# Favorite baits for trolling Crappie/panfish



## 50incher (Aug 23, 2011)

Scout 2 said:


> Smallest flatfish you can find. I don't know the number but I has some t hat are over 50 years old and around a 11/2 to 2 inchs long fastened on with a real small black snap swivel. Before we had a motor we use to use rowboats and let the line out a ways. Then stop the boat and give it a good push with the oars letting it coast and when it almost stopped again do it all over


1986, I know the year cause came back from a trip with a buddy & we stop at Fletcher's for a couple days....he's trolling a small jointed lure & I know part of the name is "inch" ? can't recall it for the life of me, it has a small metal lip....anyhoo he gets a big Crappie....back at the landing, owner says you should enter that in our contest, ? huh....lol.....late winter, he gets an actually nice rod & reel combo in the mail for 1st place for Crappie, lol....just a fun memory....


----------



## Shoeman (Aug 26, 2000)

Trolling any kind of multi-hook bait where I fish would have you take up golf.


----------



## Scout 2 (Dec 31, 2004)

50incher said:


> 1986, I know the year cause came back from a trip with a buddy & we stop at Fletcher's for a couple days....he's trolling a small jointed lure & I know part of the name is "inch" ? can't recall it for the life of me, it has a small metal lip....anyhoo he gets a big Crappie....back at the landing, owner says you should enter that in our contest, ? huh....lol.....late winter, he gets an actually nice rod & reel combo in the mail for 1st place for Crappie, lol....just a fun memory....
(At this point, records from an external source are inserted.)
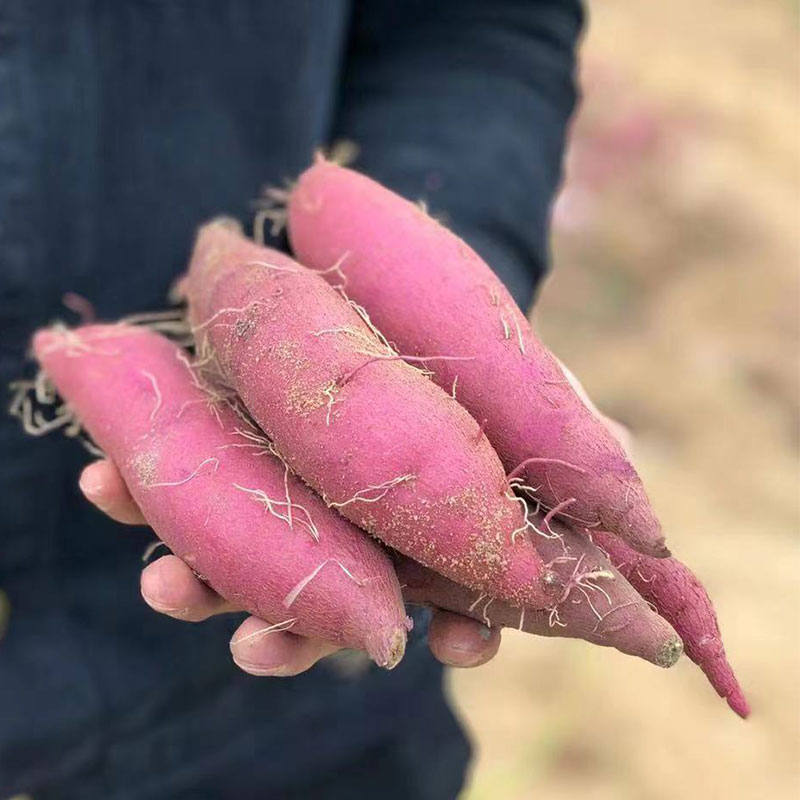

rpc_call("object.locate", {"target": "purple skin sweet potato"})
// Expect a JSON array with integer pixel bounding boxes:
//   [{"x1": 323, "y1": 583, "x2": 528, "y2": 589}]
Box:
[
  {"x1": 287, "y1": 160, "x2": 667, "y2": 558},
  {"x1": 397, "y1": 515, "x2": 683, "y2": 669},
  {"x1": 32, "y1": 324, "x2": 410, "y2": 667},
  {"x1": 186, "y1": 220, "x2": 559, "y2": 610},
  {"x1": 592, "y1": 531, "x2": 749, "y2": 717}
]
These were the oridgnal flat fish. When in Cabada several years ago they had real small hot and tots and some flat fish. I bought a couple but wish I would have bought more. These work better than a fish finder to find the schools


----------



## greg336greg336 (11 mo ago)

Mark4486 said:


> When you guys fish panfish(crappie/gills) do you ever use barrel swivels? When I can’t get a bite I change my bait a lot and tie directly to my line. Sometimes it gets old. Just wondering if you’ve had adverse effects from using them!


I'm not sure what you call them but for ice fishing, there is a very tiny device that is tied directly to the line and you can quickly change lures fast. They just snap on and off and are very strong.


----------